PITT'S THEISS CENTER LOOKS BEYOND THE MYTH OF THE "CRACK BABY."

EARLY RECOVERY
WRITTEN BY MARC HOPKINS
It's a little after 9 a.m.,and the steam rising from crumpled sheets of aluminum foil carries the aroma of freshly cooked sausage and toast around the playroom at the Matilda H. Theiss Health and Child Development Center. Four toddlers sit in their high chairs waiting for breakfast. One toddler, Ben, dressed in overalls, reaches eagerly toward the food, although it rests on a table across the room.

Soon, two staff members bring breakfast over. As the toddlers eat, more food lands on their clothes and trays than in their mouths. Nothing unusual about that: All babies are sloppy eaters. Yet for Ben and his companions eating is more difficult than for others their age because these toddlers' ability to grasp objects is hampered by muscle stiffness -- a stiffness that may have been caused by drugs their mothers used before the childrens' births. At the Theiss Center, breakfast does more than offer a good meal. The small pieces of toast and sausage force the children to practice picking up objects and thus improve their grasp.

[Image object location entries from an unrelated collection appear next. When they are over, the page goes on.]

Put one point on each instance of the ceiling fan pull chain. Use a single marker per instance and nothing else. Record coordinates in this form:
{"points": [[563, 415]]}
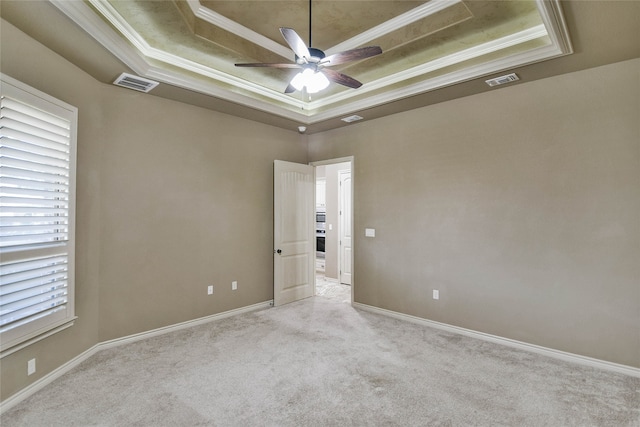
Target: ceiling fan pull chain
{"points": [[310, 24]]}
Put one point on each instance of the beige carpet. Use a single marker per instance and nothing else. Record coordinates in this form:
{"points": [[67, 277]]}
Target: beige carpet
{"points": [[320, 362]]}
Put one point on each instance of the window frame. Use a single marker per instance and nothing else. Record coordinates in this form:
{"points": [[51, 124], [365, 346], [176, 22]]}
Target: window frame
{"points": [[31, 331]]}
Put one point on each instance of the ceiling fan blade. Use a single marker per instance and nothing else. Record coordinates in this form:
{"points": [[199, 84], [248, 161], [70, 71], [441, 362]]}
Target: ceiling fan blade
{"points": [[351, 55], [295, 43], [260, 64], [342, 79]]}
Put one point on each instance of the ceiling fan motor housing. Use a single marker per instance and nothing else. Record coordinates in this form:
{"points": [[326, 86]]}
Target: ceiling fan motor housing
{"points": [[316, 56]]}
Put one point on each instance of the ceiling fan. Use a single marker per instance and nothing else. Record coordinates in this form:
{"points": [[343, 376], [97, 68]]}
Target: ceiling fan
{"points": [[313, 62]]}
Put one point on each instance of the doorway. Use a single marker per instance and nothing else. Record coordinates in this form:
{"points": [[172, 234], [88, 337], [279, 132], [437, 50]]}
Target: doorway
{"points": [[334, 220]]}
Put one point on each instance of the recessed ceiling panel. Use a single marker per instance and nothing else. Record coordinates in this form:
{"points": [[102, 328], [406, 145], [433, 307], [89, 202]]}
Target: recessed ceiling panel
{"points": [[426, 45]]}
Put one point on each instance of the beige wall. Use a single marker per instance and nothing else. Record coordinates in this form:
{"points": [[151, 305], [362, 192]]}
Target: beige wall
{"points": [[521, 206], [170, 198]]}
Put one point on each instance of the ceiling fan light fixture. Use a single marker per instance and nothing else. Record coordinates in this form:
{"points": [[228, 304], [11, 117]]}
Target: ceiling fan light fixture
{"points": [[314, 81]]}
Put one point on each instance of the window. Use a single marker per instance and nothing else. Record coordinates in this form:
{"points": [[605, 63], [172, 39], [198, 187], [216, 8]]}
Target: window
{"points": [[37, 214]]}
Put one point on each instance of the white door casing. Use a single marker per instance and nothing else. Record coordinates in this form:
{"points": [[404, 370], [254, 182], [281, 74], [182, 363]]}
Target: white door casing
{"points": [[345, 236], [293, 228]]}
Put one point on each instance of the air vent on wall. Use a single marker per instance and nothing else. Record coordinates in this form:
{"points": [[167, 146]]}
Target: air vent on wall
{"points": [[350, 119], [134, 82], [502, 80]]}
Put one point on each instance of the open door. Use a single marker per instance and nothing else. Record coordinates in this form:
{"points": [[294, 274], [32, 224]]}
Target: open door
{"points": [[345, 239], [293, 232]]}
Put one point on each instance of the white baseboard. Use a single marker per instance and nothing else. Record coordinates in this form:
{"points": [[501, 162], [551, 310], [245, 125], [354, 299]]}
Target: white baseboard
{"points": [[556, 354], [58, 372]]}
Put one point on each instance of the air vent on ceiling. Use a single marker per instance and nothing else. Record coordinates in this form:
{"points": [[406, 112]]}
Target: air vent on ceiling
{"points": [[134, 82], [350, 119], [502, 80]]}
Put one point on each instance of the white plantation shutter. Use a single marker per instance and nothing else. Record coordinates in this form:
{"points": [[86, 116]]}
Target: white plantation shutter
{"points": [[37, 186]]}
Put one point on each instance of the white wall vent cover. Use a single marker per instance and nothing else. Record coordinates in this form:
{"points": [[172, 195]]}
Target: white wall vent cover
{"points": [[502, 80], [134, 82], [350, 119]]}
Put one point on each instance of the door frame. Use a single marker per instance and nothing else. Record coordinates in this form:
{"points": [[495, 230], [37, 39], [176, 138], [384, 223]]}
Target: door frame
{"points": [[351, 161]]}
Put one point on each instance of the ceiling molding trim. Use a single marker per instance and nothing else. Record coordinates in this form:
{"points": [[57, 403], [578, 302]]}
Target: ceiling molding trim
{"points": [[553, 18], [517, 60], [86, 18], [178, 80], [109, 38], [445, 61], [393, 24], [131, 54], [233, 27]]}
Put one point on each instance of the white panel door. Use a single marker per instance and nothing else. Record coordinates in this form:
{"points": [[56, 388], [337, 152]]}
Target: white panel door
{"points": [[293, 232], [345, 256]]}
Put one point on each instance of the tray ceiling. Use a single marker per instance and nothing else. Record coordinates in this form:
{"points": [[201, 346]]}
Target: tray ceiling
{"points": [[194, 44]]}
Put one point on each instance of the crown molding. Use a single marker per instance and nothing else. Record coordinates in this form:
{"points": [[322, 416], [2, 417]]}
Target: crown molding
{"points": [[393, 24], [227, 24], [147, 61]]}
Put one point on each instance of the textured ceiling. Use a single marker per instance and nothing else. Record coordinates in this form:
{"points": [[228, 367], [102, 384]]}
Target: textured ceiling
{"points": [[191, 46]]}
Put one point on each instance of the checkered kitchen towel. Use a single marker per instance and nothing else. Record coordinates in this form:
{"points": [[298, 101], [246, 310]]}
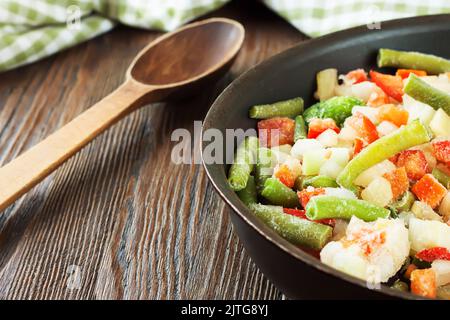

The use of breakfast as a therapeutic tool is indicative of the center's thorough, comprehensive approach to treatment. A part of the University of Pittsburgh Medical Center, the Theiss Center is located in the midst of Terrace Village, a housing project in Pittsburgh's Hill District. Most of Terrace Village's 1,500 residents are African American, and single women head the majority of households. Median family income is under $6,000 a year. The Theiss Center's mission is to link its surrounding community to medical, psychiatric, and social services. To do so, Pitt physicians and other professionals there have developed multi-faceted responses to the problems people in poverty face -- complex problems that defy easy answers.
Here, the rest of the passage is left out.